Norwich to offer Gaming & Algorithms Course

This in from the Norwich Guidon:

The dining hall may serve the same food each semester, the same professors may teach year after year, and some traditions are forever, but there is one change for Norwich students to look forward to next fall: Brand-new classes.
Instead of assigning a textbook, Professor Jeremy Hansen, an assistant professor of computer science, is asking his students to choose one of their favorite games and purchase that for class.
Hansen is offering a new course titled Gaming and Algorithms.
“Although the class is a 400 level course, the material is not that advanced,” Hansen said, “It’s more for non-computer science and non-computer security folks to be introduced to the things people really shy away from in computer science like algorithms, probability and gaming theory.”
This elective course is explained nearly entirely through games, according to Hansen. “Most people know how to play chess or checkers, but we are going to find out the purpose and strategies of the games,” Hansen said.

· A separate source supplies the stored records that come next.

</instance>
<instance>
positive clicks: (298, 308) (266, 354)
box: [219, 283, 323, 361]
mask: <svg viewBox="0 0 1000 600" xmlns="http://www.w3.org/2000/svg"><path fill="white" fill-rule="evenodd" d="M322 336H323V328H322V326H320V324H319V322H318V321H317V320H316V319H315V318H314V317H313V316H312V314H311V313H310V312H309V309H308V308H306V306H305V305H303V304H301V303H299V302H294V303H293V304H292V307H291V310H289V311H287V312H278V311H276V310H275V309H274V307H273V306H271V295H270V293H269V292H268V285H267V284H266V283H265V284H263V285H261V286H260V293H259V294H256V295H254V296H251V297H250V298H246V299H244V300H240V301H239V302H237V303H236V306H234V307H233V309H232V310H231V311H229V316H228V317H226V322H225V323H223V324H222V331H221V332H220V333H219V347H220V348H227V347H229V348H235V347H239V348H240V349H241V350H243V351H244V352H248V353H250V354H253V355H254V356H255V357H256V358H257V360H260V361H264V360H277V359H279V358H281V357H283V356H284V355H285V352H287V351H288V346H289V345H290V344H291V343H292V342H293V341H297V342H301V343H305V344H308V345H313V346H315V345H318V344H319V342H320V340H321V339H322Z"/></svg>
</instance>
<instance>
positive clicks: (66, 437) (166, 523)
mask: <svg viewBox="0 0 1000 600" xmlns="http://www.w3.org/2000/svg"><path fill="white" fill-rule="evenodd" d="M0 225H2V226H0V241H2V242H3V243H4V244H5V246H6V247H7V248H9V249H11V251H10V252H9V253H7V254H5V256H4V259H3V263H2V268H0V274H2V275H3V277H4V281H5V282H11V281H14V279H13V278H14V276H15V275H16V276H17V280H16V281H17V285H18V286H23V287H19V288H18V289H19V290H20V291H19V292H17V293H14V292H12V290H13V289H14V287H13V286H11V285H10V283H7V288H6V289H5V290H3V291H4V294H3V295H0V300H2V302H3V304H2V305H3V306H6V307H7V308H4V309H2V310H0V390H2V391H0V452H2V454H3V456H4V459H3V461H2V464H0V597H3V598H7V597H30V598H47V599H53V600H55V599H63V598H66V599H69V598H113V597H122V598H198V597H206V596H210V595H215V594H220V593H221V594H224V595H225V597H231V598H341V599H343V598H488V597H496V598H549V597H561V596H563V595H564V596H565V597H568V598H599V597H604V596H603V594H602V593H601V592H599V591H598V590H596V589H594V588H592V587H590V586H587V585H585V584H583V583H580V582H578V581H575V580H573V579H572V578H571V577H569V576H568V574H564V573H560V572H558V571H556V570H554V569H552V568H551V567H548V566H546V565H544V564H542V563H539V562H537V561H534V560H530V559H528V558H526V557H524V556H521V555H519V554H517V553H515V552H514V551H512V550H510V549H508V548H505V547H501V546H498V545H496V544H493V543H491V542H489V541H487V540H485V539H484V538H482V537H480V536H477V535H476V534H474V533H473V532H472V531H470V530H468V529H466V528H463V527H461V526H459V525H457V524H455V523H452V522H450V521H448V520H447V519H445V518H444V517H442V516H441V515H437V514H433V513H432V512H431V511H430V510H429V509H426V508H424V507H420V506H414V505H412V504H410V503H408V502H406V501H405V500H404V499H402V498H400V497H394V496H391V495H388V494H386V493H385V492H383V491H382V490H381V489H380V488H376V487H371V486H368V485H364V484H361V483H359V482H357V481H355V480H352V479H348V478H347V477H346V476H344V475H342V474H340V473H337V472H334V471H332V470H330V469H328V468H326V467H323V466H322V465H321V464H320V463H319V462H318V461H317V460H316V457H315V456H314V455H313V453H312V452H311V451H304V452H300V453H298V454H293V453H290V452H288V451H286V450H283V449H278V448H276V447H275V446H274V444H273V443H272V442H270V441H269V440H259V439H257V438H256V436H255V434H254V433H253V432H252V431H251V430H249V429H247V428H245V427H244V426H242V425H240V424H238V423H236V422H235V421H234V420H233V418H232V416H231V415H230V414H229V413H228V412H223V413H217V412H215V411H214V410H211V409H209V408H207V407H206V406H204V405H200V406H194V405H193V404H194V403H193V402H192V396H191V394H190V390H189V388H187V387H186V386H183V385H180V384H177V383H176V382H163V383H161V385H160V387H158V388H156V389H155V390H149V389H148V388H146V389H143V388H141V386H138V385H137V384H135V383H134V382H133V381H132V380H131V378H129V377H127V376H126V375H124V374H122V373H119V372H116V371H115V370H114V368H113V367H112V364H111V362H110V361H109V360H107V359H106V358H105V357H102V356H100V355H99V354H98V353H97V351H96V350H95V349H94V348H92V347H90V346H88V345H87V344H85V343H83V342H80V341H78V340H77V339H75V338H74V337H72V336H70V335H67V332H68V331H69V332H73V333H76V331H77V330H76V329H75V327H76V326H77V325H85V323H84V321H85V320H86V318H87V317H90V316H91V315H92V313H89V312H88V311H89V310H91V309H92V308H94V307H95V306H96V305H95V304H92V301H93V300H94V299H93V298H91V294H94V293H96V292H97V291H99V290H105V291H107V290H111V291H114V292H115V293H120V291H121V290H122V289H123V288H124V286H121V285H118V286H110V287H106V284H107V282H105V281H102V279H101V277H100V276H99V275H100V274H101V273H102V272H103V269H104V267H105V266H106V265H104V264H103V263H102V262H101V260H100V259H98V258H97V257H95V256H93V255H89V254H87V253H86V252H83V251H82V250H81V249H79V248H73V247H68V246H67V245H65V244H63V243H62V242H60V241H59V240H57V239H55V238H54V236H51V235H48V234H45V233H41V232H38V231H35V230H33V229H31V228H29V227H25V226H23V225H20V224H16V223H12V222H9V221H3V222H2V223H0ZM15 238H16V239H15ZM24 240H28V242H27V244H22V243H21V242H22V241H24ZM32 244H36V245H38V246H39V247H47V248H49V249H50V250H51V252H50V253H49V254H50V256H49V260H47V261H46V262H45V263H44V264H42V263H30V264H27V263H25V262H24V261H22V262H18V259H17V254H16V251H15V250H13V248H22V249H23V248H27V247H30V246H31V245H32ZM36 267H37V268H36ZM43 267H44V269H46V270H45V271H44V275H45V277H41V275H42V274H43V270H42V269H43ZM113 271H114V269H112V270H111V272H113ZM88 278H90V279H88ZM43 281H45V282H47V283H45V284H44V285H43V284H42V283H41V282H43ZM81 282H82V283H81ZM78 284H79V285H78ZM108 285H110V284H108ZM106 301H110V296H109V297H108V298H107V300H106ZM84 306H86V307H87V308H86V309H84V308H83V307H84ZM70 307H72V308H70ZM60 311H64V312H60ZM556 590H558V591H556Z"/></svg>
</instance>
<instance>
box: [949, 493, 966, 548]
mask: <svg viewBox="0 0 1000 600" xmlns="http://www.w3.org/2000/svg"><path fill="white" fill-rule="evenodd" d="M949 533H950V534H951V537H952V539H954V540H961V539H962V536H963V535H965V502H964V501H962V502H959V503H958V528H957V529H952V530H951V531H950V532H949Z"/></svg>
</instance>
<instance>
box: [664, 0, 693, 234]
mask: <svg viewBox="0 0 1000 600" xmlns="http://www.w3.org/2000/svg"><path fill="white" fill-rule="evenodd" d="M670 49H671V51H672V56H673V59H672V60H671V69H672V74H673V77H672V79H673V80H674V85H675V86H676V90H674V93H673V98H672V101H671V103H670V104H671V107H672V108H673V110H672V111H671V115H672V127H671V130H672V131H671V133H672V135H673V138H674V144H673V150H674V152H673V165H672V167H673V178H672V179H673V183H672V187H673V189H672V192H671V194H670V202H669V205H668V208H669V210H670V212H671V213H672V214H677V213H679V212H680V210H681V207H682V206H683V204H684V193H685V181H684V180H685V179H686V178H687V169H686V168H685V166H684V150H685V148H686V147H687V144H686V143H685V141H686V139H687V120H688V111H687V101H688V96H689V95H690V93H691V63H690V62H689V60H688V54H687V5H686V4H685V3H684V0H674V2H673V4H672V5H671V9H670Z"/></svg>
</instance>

Meeting once a week, Hansen plans to divide the three hours into sections.
“(The students) will not be simply sitting at the computer and playing Bejeweled for an hour and a half, but the students will document things like rules and analyzing the state of the game,” Hansen said.
The course itself does not get into computer programming but, “if there are students with any programming backgrounds in the class, I may have them build the stuff because they have the resources,” Hansen said.
“It really boils down to games and problem solving,” Hansen said, but outside of the problem solving, he plans to look in the role of theme in a game.